Login

05-04-2009, 03:13 PM

[eluser]Yorick Peterse[/eluser]
[quote author="nubianxp" date="1241481200"]@yorick: thanks for the code man, nice to have something to start with... one question, is it possible to maybe parse a remote file? e.g.

Code:
$remote = 'http://example.com/data.html';

$DOM = new DOMDocument();

$DOM->load($remote);

$content = $DOM->getElementById('somediv');

and do either

Code:
echo $content; OR

print_r($content);

i tested the above, but i get some parsing errors when using $dom->load():

Code:
Warning: DOMDocument::loadHTMLFile() [domdocument.loadhtmlfile]: error parsing attribute name in http://example.com/forecast.html, line: 19 in E:\localweb\projects\test\getfile.php on line 5

and a blank page if i use $dom->loadHTML()... anyway, appreciate the help. :lol:

@dam1an: 5,344?! and all of those are built-in?! :wow:[/quote]

I'm not really sure if you can parse a remote file using the DOM. However you could use file_get_contents() to fetch whatever is in that file and then parse it later on.

It would look like the following:

Code:
&lt;?php

// Get the content from the remote file

$remote = file_get_contents('your_remote_file.html');

// Load the DOM

$DOM = new DOMDocument(); 

// Open the $remote variable using the DOM, not sure if it's possible

$DOM->load($remote);

// Parse it

.......

05-04-2009, 07:19 PM

[eluser]TheFuzzy0ne[/eluser]
[quote author="Dam1an" date="1241453054"]Don't worry, it doesn;t make you a n00b lol
With 5344 documented PHP functions no one is expected to know them all

(and no, I didn't count them all manually Tongue

)[/quote]

I just counted them and it's 5343.

Just kidding. Big Grin

05-27-2009, 09:38 AM

[eluser]Sen Hu[/eluser]
Good question. Excellent responses so far.

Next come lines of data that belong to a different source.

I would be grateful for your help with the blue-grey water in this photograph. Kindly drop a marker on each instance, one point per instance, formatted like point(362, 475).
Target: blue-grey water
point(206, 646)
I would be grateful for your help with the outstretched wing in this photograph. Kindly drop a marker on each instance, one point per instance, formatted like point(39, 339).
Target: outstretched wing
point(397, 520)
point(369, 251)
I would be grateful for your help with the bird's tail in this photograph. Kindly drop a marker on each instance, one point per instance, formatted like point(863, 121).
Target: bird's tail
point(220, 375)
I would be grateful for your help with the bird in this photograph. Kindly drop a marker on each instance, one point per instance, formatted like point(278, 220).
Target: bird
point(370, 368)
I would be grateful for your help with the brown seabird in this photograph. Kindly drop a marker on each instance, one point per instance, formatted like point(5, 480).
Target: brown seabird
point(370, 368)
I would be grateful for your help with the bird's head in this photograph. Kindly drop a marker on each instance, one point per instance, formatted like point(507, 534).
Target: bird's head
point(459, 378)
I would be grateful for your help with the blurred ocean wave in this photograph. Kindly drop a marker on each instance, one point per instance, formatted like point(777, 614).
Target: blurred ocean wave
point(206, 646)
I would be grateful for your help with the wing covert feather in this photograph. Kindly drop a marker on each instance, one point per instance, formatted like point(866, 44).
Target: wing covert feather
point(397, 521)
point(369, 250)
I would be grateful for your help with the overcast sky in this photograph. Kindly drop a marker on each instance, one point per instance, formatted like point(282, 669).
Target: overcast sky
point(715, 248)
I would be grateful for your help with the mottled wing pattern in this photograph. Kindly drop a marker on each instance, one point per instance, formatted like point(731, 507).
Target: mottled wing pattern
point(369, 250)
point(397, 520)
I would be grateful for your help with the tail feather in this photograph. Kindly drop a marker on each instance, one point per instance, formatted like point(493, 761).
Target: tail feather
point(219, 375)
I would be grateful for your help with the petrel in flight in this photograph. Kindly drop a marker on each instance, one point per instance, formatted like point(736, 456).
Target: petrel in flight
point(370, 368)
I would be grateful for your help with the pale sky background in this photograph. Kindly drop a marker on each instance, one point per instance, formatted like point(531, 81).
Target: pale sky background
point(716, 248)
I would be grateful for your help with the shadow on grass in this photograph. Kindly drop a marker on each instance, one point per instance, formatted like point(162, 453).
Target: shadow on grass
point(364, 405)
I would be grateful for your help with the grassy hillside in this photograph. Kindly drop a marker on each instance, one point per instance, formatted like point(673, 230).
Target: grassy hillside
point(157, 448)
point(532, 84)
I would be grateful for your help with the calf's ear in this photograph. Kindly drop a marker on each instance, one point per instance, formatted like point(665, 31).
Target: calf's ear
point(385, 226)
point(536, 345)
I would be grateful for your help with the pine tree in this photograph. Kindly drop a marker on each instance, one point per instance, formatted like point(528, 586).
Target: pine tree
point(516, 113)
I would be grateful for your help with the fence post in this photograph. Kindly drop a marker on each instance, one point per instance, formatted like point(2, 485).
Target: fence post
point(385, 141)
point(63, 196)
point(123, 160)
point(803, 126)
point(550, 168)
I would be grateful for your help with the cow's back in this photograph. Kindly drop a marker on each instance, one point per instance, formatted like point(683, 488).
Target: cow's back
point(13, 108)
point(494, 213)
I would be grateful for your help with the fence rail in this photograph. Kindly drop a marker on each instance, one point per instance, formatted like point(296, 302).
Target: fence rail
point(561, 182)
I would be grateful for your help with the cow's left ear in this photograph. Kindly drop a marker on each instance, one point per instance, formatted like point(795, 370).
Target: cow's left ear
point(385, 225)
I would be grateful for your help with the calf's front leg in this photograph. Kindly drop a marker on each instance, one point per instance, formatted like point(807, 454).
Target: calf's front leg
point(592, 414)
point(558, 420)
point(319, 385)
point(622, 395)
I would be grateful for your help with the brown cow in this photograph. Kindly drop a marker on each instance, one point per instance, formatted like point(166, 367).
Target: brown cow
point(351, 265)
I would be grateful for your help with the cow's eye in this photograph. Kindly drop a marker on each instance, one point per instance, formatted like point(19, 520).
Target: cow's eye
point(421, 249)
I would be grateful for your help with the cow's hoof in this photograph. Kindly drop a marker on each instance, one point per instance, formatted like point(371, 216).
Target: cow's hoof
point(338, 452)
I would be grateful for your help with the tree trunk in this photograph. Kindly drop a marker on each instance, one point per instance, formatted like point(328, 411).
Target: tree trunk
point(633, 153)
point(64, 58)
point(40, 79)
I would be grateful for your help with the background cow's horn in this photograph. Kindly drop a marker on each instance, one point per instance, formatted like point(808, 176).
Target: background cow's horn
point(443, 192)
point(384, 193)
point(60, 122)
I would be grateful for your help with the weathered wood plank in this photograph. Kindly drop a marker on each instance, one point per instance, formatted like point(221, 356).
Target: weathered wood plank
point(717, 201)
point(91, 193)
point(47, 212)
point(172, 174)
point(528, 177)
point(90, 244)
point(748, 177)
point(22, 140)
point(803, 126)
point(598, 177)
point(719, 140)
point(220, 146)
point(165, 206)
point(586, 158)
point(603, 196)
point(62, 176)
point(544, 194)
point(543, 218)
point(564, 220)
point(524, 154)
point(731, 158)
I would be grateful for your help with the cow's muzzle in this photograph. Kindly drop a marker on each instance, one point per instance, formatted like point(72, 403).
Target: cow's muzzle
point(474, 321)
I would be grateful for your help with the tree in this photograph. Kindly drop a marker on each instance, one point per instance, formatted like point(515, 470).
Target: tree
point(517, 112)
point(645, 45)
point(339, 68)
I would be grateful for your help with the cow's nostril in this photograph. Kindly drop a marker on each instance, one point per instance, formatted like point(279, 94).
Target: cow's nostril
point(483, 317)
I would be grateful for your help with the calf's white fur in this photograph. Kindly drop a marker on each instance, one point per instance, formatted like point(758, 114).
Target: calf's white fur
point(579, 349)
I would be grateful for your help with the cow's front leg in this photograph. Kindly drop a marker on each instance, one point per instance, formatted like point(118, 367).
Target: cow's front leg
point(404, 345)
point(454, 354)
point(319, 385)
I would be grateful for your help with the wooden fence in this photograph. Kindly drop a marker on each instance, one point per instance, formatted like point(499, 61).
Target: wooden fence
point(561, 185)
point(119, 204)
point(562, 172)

Here is an alternate. You want to extract block-i-need-to-get from

Quote:...bunch of markups...
<div id="block-i-need-to-get">
<div>some content</div>
<div>some more content</div>
</div>
...more bunch of markups...

in file "someremotefile" ? (BTW: Thanks for accurately posting your requirements.)

Here is a small script.

Code:
var str content ; cat "[b]someremotefile[/b]" > $content

stex -c "^<div id=\"^]" $content > null

stex -c "[^\"^" $content > null

# What's remaining in $content is block-i-need-to-get . Print it.

echo $content

This script is written in biterscripting ( http://www.biterscripting.com/install.html ) . You can transform it to php.

Sen

05-27-2009, 09:57 AM

[eluser]Evil Wizard[/eluser]
[quote author="Dam1an" date="1241481571"]@nubianxp: Yeah they're all the built in PHP functions, then there's another million extra user created functions Tongue

PHP has grown to be huge!!![/quote]

The DOMDocument and DOMXPath are not built in functions of php, you do need to make sure your installation has been compiled with the appropriate libraries, but as of php 5 it is pretty much as standard

Use the DOMDocument to parse the html file and then you can use the DOMXPath to get at the elements

05-27-2009, 10:01 AM

[eluser]tekhneek[/eluser]
I've used Simple HTML DOM (a library for PHP) to parse HTML before and it works great.
I wrote an article on how I used it to scrape myspace artist tour dates off of myspace. Hope this helps.

http://www.crainbandy.com/programming/us...ff-myspace
http://simplehtmldom.sourceforge.net/

05-27-2009, 10:15 AM

[eluser]tekhneek[/eluser]
in PHP HTML DOM you could do

Code:
$dom_obj = new simple_html_dom();

/**

 * Where [id] is the id of the div element you want to find.

 */

$return = $dom_obj ->find('div[id]');

print_r($return); // usually an associative array of results.